Vision
Existing Privacy-Preserving (PP) technologies such as Homomorphic Encryption (HE), Multi-Party-Computation (SMPC), Trusted Execution Environment (TEE) or Differential Privacy (DP) even if promising at a small-scale level still need to overcome several limitations in order to become mainstream security solutions. Moreover, none of the aforementioned PP techniques can be used as a single standalone security solution meaning that in most cases a mix of them have to be deployed to cover the full spectrum of possible cyber-threats while taking into account the regulations, the end-users needs and the already in place infrastructures.
On the other hand, a large amount of big data is available nowadays waiting to be used to address new challenges and develop better research and digital services. Maybe the most common example is the design of new, more accurate machine learning models by the learning over massive datasets in a federated manner. However, the major impediment in the processing of this data, involving usually sensitive or personal information, lies in the potential cyber-security attacks and the disclosure or misuse of it.
The regulations on data protection and the EU’s high norms and laws on personal data are additional constraints one has to take into account while manipulating the personal data. In order to address the above issues, the advanced privacy-preserving computation technologies such as FHE, SMPC or DP can provide valid GDPR-compliant solutions once they become more scalable and reliable i.e., ready for realistic scenarios.
Both FHE and SMPC solutions for privacy-preserving of data in use have scalability issues when treating a lot of data: while FHE has a high computational overhead to treat the encrypted data the SMPC requires high communication costs for the secret sharing. Another common limitation is that their integration with the existing networking infrastructure and security protocols is a neglected aspect of the current on-going research. Of course, each one of these technologies has its own limitations: while the homomorphic encryption in the most standard setting requires the trust of a third-party, the SMPC needs to keep alive connections and continuous interactions between the parties.
With regards to DP as a privacy-preserving technique for machine learning, it is well adapted for low sensitivity queries meaning that for certain families of queries (e.g., sum), it is more difficult to have effective DP mechanisms. Another drawback is that the DP technique requires a predefined privacy budget depending linearly on a fixed number of queries which can affect its utility in practice, thereby making it complex to apply in adaptive settings. Finally, the hardware solutions such as SGX provide fast and trusted computation but for small workloads so they also face scalability difficulties. This weakness can make them thus difficult to apply for large-scale aggregated computations that involve many users’ input (large overhead due to the limited paging).

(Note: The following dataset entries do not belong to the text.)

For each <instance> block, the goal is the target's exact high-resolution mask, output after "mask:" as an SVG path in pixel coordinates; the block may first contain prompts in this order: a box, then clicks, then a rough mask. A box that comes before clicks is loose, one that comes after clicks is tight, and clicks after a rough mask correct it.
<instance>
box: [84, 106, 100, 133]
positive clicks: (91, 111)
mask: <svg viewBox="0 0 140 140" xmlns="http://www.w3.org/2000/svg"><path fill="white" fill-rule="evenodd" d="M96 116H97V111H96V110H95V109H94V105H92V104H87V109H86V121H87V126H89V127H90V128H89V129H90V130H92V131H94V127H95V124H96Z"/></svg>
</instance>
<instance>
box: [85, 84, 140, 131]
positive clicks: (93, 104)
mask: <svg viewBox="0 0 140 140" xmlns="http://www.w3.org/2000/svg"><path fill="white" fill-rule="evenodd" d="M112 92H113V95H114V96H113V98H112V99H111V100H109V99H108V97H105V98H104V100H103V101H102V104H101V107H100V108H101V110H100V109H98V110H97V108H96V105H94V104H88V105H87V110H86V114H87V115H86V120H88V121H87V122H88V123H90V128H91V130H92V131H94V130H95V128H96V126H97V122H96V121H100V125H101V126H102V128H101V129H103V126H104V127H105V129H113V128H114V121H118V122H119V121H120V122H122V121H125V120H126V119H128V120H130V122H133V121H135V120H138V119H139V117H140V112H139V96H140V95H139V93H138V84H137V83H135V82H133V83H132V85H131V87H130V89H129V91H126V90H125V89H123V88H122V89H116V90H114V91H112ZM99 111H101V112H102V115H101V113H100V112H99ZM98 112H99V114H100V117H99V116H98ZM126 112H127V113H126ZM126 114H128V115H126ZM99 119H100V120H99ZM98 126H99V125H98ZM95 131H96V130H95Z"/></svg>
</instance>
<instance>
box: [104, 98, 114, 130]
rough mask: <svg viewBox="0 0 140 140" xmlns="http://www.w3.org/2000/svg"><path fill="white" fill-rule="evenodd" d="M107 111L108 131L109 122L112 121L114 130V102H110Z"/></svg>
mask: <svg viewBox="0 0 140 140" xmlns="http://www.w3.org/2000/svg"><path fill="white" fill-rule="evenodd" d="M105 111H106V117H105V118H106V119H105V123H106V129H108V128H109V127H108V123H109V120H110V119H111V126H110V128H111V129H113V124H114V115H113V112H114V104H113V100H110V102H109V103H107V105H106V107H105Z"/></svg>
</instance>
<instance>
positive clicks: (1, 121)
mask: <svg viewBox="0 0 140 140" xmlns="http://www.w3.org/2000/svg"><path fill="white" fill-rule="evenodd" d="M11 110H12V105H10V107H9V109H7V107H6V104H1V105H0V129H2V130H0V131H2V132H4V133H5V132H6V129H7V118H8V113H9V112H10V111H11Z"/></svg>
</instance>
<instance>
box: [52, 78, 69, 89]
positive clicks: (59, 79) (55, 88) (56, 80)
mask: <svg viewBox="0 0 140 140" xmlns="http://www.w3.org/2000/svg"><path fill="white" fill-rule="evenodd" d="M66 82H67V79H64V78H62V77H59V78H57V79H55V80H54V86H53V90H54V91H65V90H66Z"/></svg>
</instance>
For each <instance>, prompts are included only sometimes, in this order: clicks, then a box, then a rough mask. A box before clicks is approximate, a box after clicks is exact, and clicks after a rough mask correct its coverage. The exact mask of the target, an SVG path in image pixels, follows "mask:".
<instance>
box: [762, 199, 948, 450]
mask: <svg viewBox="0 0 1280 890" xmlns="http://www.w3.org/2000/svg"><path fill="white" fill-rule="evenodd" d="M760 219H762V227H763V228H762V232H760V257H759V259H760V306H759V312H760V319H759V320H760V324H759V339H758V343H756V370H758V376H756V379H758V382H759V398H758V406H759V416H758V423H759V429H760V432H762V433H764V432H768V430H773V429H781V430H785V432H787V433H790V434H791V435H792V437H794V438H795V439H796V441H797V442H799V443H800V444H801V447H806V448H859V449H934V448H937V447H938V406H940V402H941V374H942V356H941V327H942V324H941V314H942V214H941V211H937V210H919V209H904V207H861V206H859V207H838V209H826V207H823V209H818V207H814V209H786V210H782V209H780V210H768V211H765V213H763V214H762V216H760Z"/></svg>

ENCRYPT project’s vision it to go beyond-the-state-of-the-art to overcome the limitations of these Privacy Preserving technologies in several aspects. First of all, it will address the scalability issue by going beyond the single-key FHE paradigm and explore the application and the practicability of new multi-key and threshold FHE schemes especially in a federated context. Second, as a way to address the drawbacks of each technology in terms of covered threats and performance, ENCRYPT will investigate the combinations of several of these PP methods: TEE with HE, SMPC with HE, DP with HE, etc. Third, ENCRYPT will address the slow computation times associated with the existing solutions for privacy-preserving technologies based on HE or SMPC, by providing hardware acceleration in a user-friendly way, since users will not have to write GPU code for FHE, but rather obtain it from the TornadoVM compiler. Fourth, ENCRYPT will look at the necessary methods in order to make these advanced PP technologies easier to interact with existing infrastructures and more traditional security mechanisms. In particular, it will investigate the use and the application of the transcipher method for the FHE, allowing to switch from “traditional” symmetric encryption to a homomorphic one, without the need to decrypt the sensitive data. This powerful method will permit not only to keep almost standard symmetric cryptography on the clients’ terminals but also to reduce the bandwidth requirements for exchanging the encrypted data (thus addressing also the scalability drawback).
Since a major impediment in the adoption of these PP technologies is also their “user-friendliness”, ENCRYPT will also provide an AI-based recommendation system allowing to choose one or a combination of them and to configure them in function of the system’s requirements and the identified needs in terms of protection of the users’ personal data and of performance. Finally, the proposed solutions will be developed and validated in several settings and real-world use cases including the challenging cross-border federated processing of large datasets.